Este é o momento ideal para um maior investimento? O sucesso desportivo traz sucesso financeiro? “O sucesso desportivo, o sucesso financeiro e o sucesso de negócio estão sempre de braços dados. Não conseguimos ter sucesso financeiro se o futebol não tiver um bom desempenho desportivo, é impossível, ou, pelo menos, muito difícil. A mesma coisa aplica-se às receitas. Vendemos muito mais bilhetes e merchandising, e gero mais negócio se, desportivamente, estivermos bem, e se, financeiramente, também estivermos bem para termos a capacidade de investir nessas áreas. Estamos numa situação muito melhor do que aquela em que estávamos há uns anos, estamos a fazer o nosso caminho de expansão, estamos a investir e a crescer. Não há dúvidas de que, para este crescimento, precisamos que tudo funcione bem. Se tivermos uma área de negócio a funcionar bem, mesmo tendo menor desempenho desportivo, conseguimos mitigar a redução de receita que, por sua vez, permite mantermo-nos mais competitivos. O contrário também é verdade. Se tivermos um desempenho desportivo melhor, e tivermos uma área de negócio bem trabalhada, vamos conseguir aproveitar melhor o desempenho desportivo. As áreas estão sempre ligadas, isso é a base do nosso modelo.”

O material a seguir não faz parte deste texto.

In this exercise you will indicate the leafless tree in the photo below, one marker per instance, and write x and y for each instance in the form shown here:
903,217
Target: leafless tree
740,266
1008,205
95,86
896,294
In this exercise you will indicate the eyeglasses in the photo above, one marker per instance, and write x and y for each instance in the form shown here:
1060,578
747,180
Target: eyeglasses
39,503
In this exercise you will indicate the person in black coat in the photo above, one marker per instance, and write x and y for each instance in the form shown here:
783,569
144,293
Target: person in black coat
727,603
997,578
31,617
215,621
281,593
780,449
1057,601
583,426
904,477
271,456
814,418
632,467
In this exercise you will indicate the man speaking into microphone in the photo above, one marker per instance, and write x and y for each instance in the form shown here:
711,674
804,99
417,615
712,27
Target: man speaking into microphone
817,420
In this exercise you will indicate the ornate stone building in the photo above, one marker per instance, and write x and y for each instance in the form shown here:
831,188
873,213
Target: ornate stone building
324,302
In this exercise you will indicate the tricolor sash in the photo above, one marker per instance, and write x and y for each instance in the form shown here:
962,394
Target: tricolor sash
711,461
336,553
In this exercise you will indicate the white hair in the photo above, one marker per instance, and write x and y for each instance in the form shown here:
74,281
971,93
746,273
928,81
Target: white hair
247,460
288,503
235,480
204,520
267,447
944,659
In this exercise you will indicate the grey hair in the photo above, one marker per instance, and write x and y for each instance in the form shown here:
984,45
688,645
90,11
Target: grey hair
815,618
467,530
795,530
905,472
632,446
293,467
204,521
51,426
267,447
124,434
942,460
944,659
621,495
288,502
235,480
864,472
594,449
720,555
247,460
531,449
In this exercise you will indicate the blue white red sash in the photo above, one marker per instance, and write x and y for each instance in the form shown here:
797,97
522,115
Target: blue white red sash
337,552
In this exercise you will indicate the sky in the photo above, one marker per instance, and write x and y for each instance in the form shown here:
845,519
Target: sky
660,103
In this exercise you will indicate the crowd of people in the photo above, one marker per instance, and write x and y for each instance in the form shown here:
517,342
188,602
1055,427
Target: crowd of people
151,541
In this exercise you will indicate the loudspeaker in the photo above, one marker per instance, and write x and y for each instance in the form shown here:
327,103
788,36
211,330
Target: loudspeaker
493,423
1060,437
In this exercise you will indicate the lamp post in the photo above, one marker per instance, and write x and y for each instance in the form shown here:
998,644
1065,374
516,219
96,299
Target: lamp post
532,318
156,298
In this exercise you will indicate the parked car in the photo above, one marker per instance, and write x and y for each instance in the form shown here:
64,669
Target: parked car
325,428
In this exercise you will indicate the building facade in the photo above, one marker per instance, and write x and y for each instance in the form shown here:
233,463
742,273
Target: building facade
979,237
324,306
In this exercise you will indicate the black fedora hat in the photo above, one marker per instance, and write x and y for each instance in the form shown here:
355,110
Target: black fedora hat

O Sporting tem alguns dos jogadores mais valiosos do futebol português. Estão obrigados a vender, apesar do sucesso desportivo? “Estou na direção do Sporting, nesta função, há sete anos. Se formos fazer uma retrospetiva, nos anos em que o Sporting foi campeão nacional, diria que fizemos menos vendas do que noutros anos. Obviamente que o facto de termos sido campeões nos dá uma maior capacidade de reter os jogadores, por um lado. Por outro lado, pode ter sido coincidência, ou não, mas a verdade é que não tivemos que vender nenhum jogador nesse momento, porque não chegaram propostas, que podiam ter chegado, nem bateram cláusulas de rescisão, que já aconteceu noutros anos. O mercado não é controlado por nós exclusivamente, estamos sempre dependentes do que vier do mercado.”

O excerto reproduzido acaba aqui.